The main challenges I have faced have been to achieve a work life balance which is still a work in progress, discrepancy in pay for doing undertaking the same role as a male counterpart and gaining the professional respect from my peers. I realised early on that working hard, asking for what I want and deserve, and my mentor’s guidance, have made me become more educated about diversity and inclusion, I feel more empowered and prepared to succeed in my chosen career and be more vocal about my experiences as a woman of colour.
If you could, what advice would you give your younger self at the start of your career?
My advice to my younger self would be to trust my intuition more, believe I deserve better for myself, and be more confident in my own abilities and self. I would seek out strong women mentors, and support increasing communication and networking between women in different health care professions.

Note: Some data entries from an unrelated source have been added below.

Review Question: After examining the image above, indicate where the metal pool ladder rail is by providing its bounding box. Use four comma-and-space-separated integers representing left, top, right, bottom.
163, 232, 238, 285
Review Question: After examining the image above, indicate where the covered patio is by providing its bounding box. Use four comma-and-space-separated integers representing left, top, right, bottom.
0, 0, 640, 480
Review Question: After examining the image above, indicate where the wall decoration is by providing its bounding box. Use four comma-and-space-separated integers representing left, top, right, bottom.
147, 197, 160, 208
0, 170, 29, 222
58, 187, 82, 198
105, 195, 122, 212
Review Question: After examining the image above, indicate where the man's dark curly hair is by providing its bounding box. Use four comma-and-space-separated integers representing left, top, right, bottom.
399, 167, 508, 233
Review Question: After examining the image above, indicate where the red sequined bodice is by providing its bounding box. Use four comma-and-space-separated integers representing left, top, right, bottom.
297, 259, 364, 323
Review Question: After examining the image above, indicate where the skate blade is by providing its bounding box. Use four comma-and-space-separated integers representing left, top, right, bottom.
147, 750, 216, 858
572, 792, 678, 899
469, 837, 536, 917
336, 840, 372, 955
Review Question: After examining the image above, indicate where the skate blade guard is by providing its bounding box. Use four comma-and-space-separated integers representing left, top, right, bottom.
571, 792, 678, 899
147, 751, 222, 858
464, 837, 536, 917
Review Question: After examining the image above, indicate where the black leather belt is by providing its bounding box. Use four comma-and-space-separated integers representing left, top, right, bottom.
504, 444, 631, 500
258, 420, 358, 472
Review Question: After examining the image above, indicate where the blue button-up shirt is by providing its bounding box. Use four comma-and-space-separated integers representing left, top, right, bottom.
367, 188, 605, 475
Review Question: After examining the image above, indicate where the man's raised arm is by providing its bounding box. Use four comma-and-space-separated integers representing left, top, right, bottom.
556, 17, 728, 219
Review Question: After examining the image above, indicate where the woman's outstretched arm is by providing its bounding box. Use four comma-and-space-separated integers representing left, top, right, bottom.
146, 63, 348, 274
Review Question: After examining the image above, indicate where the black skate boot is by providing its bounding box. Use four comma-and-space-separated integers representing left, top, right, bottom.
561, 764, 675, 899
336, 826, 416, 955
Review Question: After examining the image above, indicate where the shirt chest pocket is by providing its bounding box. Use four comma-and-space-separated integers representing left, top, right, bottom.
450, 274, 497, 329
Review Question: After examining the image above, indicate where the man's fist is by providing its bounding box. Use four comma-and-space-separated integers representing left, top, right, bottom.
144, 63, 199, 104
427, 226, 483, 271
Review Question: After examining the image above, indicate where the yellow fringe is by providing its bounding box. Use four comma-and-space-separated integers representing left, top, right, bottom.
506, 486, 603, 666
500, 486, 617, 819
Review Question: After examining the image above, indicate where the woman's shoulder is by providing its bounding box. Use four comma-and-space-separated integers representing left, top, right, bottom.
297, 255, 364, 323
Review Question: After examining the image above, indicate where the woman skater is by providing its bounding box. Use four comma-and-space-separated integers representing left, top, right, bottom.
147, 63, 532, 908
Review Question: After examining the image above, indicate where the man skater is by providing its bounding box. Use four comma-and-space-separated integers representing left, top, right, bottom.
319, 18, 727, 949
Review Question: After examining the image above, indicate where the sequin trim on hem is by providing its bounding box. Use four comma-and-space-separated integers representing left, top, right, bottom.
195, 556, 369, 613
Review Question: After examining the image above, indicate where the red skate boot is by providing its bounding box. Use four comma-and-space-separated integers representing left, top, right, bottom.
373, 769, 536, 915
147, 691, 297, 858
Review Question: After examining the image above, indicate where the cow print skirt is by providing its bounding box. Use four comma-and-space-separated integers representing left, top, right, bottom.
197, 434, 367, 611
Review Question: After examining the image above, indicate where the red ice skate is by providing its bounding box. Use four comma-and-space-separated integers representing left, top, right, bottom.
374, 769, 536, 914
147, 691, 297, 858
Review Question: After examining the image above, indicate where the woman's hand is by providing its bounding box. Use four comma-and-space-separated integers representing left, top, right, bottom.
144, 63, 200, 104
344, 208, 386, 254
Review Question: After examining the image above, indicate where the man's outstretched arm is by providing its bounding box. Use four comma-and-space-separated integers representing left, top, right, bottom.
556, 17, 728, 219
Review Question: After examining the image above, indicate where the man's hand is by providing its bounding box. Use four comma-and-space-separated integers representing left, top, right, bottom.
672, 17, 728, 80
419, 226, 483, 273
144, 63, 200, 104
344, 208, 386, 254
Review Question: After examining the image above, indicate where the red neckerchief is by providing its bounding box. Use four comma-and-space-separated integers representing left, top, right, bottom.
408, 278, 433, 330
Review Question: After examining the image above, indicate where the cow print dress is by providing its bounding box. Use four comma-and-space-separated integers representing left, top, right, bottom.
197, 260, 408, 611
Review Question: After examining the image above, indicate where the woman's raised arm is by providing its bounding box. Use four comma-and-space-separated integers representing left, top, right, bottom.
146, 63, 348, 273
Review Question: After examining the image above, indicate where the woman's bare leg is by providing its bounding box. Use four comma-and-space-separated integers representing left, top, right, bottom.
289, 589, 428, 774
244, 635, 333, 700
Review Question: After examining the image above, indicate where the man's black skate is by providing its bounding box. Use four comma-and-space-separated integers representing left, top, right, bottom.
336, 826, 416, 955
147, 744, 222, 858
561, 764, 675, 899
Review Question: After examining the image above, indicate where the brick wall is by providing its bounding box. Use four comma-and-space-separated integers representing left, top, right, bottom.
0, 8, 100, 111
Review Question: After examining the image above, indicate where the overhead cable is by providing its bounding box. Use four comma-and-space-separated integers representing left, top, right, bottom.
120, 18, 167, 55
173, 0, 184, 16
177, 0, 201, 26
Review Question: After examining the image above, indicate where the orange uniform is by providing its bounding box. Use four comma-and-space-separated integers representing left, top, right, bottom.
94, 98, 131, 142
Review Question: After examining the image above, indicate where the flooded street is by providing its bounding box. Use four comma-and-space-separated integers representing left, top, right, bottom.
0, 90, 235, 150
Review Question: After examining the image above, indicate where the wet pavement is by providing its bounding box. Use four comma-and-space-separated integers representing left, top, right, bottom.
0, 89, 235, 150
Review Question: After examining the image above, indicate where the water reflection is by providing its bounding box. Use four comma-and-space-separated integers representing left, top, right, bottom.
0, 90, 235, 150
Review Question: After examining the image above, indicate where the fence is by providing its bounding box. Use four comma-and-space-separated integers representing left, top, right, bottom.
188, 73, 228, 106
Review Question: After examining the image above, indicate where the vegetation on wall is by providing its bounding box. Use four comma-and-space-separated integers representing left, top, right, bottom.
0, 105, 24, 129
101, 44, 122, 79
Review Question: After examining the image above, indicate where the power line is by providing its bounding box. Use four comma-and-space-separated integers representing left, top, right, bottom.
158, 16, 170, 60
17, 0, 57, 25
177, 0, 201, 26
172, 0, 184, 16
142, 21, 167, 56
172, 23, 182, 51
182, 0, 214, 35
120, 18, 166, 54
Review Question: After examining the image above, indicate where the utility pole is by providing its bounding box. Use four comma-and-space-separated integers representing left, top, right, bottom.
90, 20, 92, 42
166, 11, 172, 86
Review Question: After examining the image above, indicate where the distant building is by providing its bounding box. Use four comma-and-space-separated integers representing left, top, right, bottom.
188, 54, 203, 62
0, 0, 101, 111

An excellent way to participate in this effort would be to join the virtual community across all fields of medicine.
This year’s theme for International Women’s Day is ‘Embrace Equity’. What does equity mean to you, and how can everyone (regardless of gender) embrace it?
Embracing equity to me is to ensure the fair treatment, access, equality of opportunity and advancement for everyone irrespective of their race, age, ethnicity, religion, ability, gender, or sexual orientation, while also attempting to identify and remove the barriers that have prevented some groups from fully participating.